Und an der Zeit, endlich die Reißleine zu ziehen.
»Wie wär’s mit ’nem Frühstück?«
Sybille schaute auf die Uhr – kurz vor neun. Sie hatte Urlaub – und Hunger. Warum nicht, dann würde sie es ihm halt unten sagen. »Gern, ich zieh mir nur noch schnell was an!«
»Nicht nötig, ich meinte auch was ganz anderes …«
Er kam aus dem Bad auf sie zu, die Erektion unter seinem Handtuch war unverkennbar, gewaltiger als jede andere, die sie je gesehen hatte.
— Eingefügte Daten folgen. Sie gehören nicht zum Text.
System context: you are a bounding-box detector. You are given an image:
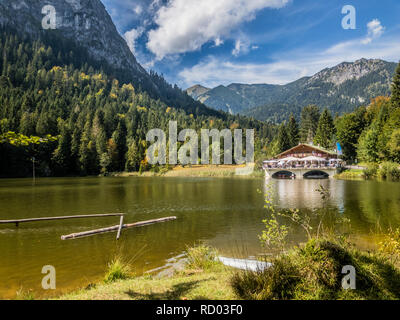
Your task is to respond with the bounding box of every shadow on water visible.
[0,177,400,298]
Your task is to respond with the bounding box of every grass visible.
[59,245,238,300]
[54,238,400,300]
[104,256,132,283]
[231,240,400,300]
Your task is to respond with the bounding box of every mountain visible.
[0,0,146,76]
[0,0,276,177]
[187,59,397,122]
[186,85,210,99]
[0,0,219,115]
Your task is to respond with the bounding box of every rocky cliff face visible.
[0,0,147,77]
[307,59,392,86]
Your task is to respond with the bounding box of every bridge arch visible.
[272,170,296,179]
[303,170,329,179]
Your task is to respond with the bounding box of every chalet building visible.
[263,143,343,170]
[275,143,338,161]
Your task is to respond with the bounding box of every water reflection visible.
[0,178,400,298]
[264,179,345,213]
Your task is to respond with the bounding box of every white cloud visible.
[232,39,249,57]
[124,27,144,55]
[362,19,385,44]
[178,31,400,88]
[214,37,224,47]
[147,0,290,60]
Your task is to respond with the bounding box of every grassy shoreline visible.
[53,239,400,300]
[110,165,264,178]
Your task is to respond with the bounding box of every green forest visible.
[0,30,276,177]
[0,29,400,177]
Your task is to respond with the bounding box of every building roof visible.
[275,143,337,158]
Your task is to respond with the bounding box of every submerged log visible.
[61,217,176,240]
[0,213,124,227]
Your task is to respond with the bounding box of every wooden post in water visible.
[0,213,124,227]
[61,217,176,240]
[117,216,124,240]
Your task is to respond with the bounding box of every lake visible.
[0,177,400,298]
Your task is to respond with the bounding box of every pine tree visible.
[277,123,291,153]
[125,140,141,172]
[391,63,400,108]
[314,109,335,149]
[287,114,300,148]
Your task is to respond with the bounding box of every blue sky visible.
[102,0,400,89]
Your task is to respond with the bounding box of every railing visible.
[263,164,340,170]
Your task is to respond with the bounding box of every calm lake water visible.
[0,177,400,298]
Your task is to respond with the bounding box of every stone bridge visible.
[264,167,337,179]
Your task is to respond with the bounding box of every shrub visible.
[378,162,400,181]
[363,163,379,179]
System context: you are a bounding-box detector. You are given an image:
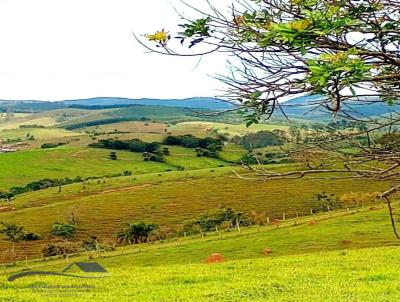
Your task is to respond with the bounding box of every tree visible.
[142,0,400,239]
[51,222,76,240]
[117,222,158,244]
[0,222,26,257]
[108,152,118,160]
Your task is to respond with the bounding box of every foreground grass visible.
[0,163,389,258]
[0,210,400,301]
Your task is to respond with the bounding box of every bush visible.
[51,222,76,239]
[42,241,83,257]
[24,232,42,241]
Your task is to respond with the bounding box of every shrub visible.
[51,222,76,239]
[42,241,83,257]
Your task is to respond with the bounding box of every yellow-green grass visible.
[170,122,289,136]
[0,210,400,302]
[0,146,175,189]
[218,144,247,162]
[164,146,229,170]
[0,108,101,130]
[0,168,389,257]
[84,122,166,134]
[0,128,79,141]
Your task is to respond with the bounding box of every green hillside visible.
[0,210,400,302]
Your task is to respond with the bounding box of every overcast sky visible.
[0,0,231,100]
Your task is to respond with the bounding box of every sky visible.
[0,0,231,101]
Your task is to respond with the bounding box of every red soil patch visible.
[0,206,15,212]
[205,253,225,264]
[271,219,281,225]
[263,248,272,256]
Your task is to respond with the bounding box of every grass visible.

Mit einem Mal war sie wie elektrisiert, wieder dieses Kribbeln in ihr. Bereitwillig ließ sie sich von ihm an die Hand nehmen und unter die dampfende Dusche ziehen.
»Herrgott, jetzt geh endlich rein … Scheißkarre!«
Das knarzende Dröhnen fuhr Simon Engels bis in die blonden Haarspitzen. Ein letzter Versuch noch, ansonsten würde er den Lada halt in die Parkbox schieben. Er ließ ihn im ersten Gang ein Stück nach vorne rollen, trat fest aufs Kupplungspedal und riss den Schalthebel nach hinten. Der Wagen machte einen kleinen Hopser, dann endlich war der Rückwärtsgang drin.
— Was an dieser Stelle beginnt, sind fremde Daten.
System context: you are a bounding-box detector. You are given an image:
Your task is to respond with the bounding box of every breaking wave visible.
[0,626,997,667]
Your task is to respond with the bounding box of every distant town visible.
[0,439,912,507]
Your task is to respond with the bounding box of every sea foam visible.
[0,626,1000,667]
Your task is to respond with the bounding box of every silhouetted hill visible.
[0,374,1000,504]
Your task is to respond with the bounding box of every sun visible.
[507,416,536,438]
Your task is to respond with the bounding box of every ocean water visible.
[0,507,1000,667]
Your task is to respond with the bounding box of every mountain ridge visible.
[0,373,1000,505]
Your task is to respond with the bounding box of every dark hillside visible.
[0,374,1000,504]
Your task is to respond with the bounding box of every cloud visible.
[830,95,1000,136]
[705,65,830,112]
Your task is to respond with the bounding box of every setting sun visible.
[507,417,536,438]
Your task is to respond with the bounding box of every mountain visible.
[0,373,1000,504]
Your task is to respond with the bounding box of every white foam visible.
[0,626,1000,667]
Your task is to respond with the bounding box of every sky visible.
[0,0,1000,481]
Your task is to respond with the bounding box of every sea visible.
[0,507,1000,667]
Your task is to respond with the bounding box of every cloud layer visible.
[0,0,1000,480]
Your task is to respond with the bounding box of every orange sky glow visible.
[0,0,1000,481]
»Chef, du wirst mir das nächste Mal dein Auto leihen müssen!«
Die Antwort kam prompt und laut. Simon musste das Handy vom Ohr weghalten.
»Ja ja, schon gut … also, ich kann sie sehen, die gehen grade ins Dormo … genau, die Absteige hinterm Bahnhof. Ich leg gleich los und dreh dir ’n hübsches Filmchen. Bis dann!« Ohne eine Antwort abzuwarten, legte Simon auf.
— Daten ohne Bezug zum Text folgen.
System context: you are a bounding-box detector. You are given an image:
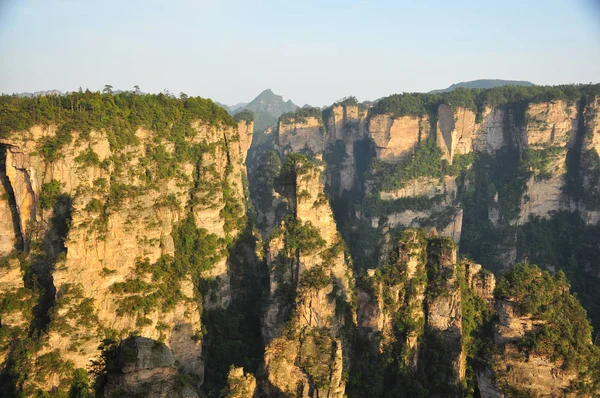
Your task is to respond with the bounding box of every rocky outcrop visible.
[225,367,256,398]
[369,115,430,163]
[358,229,495,394]
[263,158,355,398]
[371,176,463,244]
[480,300,578,397]
[104,337,198,398]
[0,177,17,258]
[277,117,327,154]
[326,104,367,197]
[0,112,252,389]
[436,104,479,164]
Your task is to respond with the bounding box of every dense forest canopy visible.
[370,84,600,117]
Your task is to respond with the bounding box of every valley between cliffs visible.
[0,85,600,398]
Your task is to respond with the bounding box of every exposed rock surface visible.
[104,337,198,398]
[263,159,355,398]
[369,115,430,163]
[0,115,252,389]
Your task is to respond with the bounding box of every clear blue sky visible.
[0,0,600,106]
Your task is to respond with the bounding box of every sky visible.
[0,0,600,106]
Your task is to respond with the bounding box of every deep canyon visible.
[0,85,600,398]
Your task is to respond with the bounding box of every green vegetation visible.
[456,259,495,397]
[0,90,236,157]
[370,84,600,119]
[38,180,61,210]
[521,146,566,180]
[495,264,600,384]
[426,237,456,299]
[233,109,254,123]
[279,106,323,125]
[75,147,100,167]
[371,139,476,191]
[111,214,223,320]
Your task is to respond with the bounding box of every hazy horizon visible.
[0,0,600,106]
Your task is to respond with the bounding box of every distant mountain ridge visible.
[429,79,535,94]
[225,89,299,132]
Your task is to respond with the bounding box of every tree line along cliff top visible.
[0,90,237,160]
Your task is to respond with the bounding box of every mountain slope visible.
[429,79,534,94]
[237,89,299,131]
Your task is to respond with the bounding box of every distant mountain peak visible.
[429,79,535,94]
[237,88,299,131]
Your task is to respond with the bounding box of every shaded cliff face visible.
[352,229,495,396]
[0,92,252,393]
[478,264,600,397]
[263,155,355,397]
[241,86,600,396]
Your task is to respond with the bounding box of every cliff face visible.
[278,116,327,154]
[369,115,429,163]
[0,94,252,396]
[354,229,495,396]
[263,156,355,397]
Er schaute die Hausfassade entlang. Das Hotel hatte jede Menge Fenster, da konnte die Zeit schnell knapp werden, zumal auch nach hinten raus noch Gästezimmer lagen. Klar, hier gab’s keinen bevorzugten Meerblick oder so, die Aussicht war in jede Richtung gleich beschissen.
Während Simon seinen Rucksack aus dem Kofferraum hob, sah er die beiden gerade noch im Eingang verschwinden. Er ein untersetzter Glatzkopf in den Fünfzigern, Geschäftsführer einer in Hannover ansässigen Zeitarbeitsfirma, sie seine Sekretärin, dürr wie Schnittlauch. Die Frau überragte ihren Begleiter mindestens um einen halben Kopf. Simon musste sofort an Popeye und Olivia denken.
Direkt vorm Hotel entdeckte er eine Ruhebank, sie war frei.
Perfekt.
Eine Minute später saß er mit dem Rücken zum Eingang und packte seinen Quadroschrauber aus dem Rucksack. Die Drohne, mit HD-Kamera und allerlei Hightech ausgestattet, war kaum größer als sein Handteller. Schnell ließ er sie abheben und steuerte sie dann auf die Hotelfront zu.
Sechs Stockwerke, acht Fenster pro Etage, machte – Vorder- und Rückseite zusammengerechnet – knapp hundert, bei zwanzig Sekunden pro Fenster sollte er spätestens in einer halben Stunde seinen Job erledigt haben.
Popeye, halt so lange durch, ja?
Simon schaute auf die Uhr – kurz vor neun.
Hier übernachteten keine Touristen, nur Geschäftsleute. An einem Werktag wie heute würden die meisten schon außer Haus sein auf dem Weg zu ihren Terminen oder zumindest unten am Frühstückstisch sitzen; die Zimmer sollten also in der Regel leer sein. Das machte die Sache leichter.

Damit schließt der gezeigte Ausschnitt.